Result – Cloud Director Two Factor Authentication in Action
Lets your tenant go to browser and browse their tenant URL, they will get atomically redirected to VMware Workspace ONE Access page for authentication:
- User enters user name and password and if user get successfully authenticated , if moves to 2FA
- on the next step, user gets a notification on thier mobile phones
- Once user approves the authentication on the phone , VMware Workspace ONE Access allows access to user based on the role given on VMware Cloud Director.
On-Board a New User
- Create a new User in VMware Workspace and also add him to application access.
- User gets an email to setup his/her password, user must configure his/her password.

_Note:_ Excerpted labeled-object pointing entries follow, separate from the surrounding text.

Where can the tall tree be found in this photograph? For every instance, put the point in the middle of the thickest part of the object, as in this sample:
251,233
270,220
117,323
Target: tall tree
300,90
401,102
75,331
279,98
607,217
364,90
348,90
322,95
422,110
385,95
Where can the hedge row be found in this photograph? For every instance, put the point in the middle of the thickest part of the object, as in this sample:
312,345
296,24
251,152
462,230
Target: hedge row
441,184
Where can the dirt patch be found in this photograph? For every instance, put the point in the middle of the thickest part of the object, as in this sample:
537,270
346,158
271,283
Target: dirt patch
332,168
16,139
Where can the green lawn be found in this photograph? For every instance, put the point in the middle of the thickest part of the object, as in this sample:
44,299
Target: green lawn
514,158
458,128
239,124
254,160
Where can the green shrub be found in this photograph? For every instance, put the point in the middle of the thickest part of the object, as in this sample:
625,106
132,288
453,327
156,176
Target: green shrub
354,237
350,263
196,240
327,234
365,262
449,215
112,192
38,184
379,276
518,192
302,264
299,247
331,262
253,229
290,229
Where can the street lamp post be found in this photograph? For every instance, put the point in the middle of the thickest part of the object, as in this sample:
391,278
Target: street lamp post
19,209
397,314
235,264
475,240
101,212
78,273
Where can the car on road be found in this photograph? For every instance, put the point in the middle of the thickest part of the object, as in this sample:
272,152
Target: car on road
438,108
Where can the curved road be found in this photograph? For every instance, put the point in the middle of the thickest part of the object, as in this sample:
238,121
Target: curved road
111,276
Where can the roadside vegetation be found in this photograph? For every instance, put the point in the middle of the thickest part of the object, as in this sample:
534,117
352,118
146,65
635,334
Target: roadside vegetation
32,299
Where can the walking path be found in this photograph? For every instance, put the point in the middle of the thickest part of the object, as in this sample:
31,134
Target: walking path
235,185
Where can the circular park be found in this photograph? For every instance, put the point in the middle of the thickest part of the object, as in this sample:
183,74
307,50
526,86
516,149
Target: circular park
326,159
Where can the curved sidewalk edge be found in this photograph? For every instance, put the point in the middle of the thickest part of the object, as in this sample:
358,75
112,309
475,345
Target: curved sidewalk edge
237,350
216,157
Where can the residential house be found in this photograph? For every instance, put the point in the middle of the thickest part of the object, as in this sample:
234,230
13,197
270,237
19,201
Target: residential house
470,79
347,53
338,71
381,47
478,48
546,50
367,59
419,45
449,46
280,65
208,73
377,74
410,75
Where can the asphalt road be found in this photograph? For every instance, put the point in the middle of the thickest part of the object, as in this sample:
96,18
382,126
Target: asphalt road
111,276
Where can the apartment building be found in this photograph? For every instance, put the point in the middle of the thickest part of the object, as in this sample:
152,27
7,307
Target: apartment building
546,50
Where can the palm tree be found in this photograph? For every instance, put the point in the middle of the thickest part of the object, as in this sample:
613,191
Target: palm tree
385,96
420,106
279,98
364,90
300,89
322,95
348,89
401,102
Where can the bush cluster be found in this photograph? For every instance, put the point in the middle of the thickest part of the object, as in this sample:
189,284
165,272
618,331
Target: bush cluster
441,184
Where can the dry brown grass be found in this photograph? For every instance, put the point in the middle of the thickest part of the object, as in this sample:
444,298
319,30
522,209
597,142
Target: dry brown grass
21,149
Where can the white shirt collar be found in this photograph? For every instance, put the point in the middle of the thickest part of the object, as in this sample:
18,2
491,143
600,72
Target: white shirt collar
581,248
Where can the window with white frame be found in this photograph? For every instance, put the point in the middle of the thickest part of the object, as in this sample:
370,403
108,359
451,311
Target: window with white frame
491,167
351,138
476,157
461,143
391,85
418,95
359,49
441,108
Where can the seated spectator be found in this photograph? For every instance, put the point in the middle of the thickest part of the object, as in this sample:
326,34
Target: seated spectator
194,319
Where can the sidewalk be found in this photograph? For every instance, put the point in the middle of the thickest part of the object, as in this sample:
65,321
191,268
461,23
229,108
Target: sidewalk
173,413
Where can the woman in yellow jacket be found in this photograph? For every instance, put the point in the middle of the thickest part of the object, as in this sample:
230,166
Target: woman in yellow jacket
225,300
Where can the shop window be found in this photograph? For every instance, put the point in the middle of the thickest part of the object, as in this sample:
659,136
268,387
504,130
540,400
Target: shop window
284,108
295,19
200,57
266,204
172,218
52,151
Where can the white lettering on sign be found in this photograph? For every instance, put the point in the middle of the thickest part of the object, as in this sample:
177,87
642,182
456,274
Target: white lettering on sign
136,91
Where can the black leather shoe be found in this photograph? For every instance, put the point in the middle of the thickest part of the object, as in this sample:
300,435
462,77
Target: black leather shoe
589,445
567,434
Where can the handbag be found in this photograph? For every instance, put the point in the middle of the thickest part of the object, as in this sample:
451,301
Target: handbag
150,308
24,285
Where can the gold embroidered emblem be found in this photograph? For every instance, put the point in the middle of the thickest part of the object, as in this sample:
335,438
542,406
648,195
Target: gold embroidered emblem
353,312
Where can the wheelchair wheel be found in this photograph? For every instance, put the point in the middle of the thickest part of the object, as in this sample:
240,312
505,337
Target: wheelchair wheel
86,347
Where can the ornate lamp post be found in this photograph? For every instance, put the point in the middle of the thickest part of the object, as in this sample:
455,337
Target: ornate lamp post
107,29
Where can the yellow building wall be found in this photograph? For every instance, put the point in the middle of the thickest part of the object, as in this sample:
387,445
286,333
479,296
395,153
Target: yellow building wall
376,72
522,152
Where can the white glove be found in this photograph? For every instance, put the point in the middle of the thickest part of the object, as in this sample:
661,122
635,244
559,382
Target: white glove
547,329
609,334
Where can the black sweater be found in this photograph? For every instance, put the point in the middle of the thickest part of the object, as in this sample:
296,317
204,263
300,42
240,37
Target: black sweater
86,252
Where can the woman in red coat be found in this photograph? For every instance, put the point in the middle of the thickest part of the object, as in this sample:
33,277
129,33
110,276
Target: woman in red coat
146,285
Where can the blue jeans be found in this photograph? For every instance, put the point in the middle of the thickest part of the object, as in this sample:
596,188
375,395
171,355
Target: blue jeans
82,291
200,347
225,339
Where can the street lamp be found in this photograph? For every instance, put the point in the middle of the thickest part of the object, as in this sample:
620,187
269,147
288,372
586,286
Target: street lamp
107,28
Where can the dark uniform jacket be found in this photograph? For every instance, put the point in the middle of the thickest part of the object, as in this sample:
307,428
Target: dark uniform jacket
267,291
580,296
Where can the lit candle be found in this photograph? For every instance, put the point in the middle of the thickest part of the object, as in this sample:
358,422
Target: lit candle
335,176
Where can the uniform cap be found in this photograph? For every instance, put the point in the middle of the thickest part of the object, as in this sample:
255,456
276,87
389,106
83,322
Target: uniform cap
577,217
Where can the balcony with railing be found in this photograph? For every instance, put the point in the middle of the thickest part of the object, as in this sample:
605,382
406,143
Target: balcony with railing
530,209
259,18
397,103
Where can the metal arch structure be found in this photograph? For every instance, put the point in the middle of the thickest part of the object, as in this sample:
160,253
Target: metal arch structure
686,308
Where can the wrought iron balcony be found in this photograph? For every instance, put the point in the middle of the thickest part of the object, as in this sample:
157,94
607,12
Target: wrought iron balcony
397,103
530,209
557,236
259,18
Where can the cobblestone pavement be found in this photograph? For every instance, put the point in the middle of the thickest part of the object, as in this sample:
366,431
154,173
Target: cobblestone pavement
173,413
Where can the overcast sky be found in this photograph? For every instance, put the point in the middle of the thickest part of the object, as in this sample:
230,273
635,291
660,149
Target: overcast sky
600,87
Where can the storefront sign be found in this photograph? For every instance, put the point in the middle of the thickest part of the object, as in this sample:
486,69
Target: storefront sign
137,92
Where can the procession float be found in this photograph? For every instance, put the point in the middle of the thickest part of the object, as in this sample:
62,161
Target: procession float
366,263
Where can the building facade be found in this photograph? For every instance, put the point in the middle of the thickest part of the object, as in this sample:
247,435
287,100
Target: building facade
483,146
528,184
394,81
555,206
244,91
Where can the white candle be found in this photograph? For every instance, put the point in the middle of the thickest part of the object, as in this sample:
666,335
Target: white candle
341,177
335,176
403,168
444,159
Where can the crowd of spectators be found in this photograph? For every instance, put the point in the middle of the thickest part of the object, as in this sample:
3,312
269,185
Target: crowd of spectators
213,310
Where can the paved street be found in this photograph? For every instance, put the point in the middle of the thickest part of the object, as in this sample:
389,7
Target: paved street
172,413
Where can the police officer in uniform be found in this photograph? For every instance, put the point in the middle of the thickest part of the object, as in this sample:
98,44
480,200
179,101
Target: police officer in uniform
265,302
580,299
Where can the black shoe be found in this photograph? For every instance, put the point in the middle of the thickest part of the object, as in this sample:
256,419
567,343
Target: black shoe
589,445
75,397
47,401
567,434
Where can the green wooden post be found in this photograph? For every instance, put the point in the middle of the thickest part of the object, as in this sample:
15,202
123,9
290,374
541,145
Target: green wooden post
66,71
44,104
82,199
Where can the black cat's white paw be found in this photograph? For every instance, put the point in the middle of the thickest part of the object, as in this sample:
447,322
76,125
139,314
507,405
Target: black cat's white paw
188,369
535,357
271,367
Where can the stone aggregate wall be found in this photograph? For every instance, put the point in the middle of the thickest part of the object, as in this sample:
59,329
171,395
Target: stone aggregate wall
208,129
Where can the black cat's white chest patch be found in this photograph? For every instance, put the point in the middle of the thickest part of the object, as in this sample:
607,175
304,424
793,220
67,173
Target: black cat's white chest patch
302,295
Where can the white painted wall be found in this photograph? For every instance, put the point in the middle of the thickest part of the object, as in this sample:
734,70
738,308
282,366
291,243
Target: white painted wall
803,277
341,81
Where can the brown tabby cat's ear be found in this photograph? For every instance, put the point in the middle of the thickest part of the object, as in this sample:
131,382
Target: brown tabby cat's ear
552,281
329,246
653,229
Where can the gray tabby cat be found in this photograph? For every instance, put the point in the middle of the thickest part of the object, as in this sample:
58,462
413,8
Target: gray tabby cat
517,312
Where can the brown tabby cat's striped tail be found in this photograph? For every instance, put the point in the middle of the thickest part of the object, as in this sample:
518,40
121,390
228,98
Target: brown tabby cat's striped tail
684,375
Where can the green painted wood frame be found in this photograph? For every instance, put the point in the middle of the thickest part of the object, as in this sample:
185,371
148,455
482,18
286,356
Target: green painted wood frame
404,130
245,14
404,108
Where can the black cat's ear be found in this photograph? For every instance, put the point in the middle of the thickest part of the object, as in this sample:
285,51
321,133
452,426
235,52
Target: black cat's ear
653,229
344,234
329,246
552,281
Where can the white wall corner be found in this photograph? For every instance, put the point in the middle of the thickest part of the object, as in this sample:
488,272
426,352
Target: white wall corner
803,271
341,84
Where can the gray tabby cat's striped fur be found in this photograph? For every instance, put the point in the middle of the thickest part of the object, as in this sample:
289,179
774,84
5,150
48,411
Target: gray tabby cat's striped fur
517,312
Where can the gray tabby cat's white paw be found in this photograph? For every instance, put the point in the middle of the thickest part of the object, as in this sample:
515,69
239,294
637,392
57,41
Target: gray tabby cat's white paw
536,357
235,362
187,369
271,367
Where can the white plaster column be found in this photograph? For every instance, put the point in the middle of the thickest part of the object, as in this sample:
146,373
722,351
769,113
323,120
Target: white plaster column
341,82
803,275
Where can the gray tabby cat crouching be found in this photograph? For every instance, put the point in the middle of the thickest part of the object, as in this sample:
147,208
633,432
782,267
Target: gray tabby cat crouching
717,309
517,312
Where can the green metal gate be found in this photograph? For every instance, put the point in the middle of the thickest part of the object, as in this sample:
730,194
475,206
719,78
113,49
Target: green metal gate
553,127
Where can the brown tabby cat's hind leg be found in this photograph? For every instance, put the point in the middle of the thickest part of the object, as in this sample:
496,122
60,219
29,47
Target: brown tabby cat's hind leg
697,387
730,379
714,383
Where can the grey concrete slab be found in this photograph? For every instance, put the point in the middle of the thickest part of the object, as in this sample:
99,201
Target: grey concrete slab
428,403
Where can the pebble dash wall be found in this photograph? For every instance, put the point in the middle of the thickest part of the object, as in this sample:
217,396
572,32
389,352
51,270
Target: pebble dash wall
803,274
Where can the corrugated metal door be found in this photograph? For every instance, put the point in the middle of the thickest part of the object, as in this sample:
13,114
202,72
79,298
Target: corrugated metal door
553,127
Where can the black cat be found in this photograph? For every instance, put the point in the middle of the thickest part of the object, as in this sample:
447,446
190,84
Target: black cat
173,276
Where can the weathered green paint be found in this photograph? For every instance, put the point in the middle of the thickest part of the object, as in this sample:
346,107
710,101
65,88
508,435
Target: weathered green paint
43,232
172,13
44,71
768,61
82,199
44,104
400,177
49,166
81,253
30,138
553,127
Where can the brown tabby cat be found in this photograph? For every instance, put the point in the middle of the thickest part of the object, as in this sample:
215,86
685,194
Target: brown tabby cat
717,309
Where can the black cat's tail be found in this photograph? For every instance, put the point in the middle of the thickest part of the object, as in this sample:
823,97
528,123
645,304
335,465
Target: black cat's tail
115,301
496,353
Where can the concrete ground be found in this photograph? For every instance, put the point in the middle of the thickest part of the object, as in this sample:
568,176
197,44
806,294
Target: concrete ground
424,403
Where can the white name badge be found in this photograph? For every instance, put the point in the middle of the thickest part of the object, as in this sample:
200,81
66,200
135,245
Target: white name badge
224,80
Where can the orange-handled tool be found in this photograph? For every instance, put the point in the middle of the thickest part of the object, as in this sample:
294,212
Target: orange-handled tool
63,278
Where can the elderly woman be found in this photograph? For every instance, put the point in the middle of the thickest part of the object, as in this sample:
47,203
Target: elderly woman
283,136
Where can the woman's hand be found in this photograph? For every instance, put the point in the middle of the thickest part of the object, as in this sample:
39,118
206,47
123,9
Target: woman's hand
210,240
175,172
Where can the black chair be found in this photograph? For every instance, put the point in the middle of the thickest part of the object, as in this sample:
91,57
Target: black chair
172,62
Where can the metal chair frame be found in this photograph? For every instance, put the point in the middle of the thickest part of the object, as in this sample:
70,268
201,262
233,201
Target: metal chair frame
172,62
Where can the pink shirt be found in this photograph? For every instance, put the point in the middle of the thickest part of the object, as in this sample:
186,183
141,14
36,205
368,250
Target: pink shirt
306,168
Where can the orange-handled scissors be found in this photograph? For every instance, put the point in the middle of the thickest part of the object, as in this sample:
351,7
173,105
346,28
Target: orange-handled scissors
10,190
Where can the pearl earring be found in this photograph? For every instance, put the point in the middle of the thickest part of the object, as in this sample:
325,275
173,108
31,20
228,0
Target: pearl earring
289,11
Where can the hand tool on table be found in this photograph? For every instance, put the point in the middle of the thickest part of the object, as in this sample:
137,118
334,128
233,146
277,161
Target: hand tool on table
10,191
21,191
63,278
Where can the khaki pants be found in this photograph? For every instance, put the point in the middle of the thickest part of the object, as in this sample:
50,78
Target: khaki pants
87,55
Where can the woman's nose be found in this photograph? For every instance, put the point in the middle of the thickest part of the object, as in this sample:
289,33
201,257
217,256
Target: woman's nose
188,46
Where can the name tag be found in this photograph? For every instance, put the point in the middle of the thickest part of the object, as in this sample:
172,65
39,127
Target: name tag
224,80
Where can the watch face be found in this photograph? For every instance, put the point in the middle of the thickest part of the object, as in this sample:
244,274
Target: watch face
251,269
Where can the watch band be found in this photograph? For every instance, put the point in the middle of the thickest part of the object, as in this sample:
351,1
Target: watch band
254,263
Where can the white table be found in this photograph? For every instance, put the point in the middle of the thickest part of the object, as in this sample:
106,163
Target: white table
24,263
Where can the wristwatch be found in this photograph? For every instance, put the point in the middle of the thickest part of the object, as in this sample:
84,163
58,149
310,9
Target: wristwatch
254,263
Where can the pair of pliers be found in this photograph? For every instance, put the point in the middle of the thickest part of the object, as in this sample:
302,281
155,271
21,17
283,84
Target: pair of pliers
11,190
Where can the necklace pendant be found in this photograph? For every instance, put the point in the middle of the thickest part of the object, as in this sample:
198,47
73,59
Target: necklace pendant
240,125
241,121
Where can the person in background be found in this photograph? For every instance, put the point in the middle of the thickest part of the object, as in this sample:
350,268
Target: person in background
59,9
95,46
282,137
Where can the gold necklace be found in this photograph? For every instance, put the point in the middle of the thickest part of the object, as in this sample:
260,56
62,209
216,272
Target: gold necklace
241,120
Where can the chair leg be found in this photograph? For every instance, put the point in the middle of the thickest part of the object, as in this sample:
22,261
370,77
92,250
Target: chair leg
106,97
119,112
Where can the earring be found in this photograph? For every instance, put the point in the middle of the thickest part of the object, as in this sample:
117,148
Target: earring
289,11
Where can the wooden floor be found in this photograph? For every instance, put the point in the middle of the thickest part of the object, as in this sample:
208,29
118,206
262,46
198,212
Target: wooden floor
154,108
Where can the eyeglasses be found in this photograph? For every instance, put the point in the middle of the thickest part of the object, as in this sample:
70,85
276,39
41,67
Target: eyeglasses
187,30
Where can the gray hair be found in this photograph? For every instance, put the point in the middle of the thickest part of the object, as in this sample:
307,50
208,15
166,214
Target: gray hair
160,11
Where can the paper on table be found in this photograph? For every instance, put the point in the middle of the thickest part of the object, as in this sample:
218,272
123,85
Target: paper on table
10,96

- Administrator login to Cloud Director and Import newly created user from SAML with a Cloud Director role
- User browses cloud URL and after user logs in to portal with user id and password, he/she asked to provide mobile number for second factor authentication.
- After entering mobile number , if user has installed “VMware Verify” app , he/she get notification for Approve/Deny or if app has not been installed , click on “Sign in with SMS” , user will receive an SMS , enter that SMS for second factor authentication.
- Once user enters the passcode received on his/her cell phone, VMware Workspace One Access allow user to login to cloud director.
This completes the installation and configuration of VMware Verify with VMware Cloud Director. you can add additional things like branding of your cloud etc.. which will give this your cloud identity.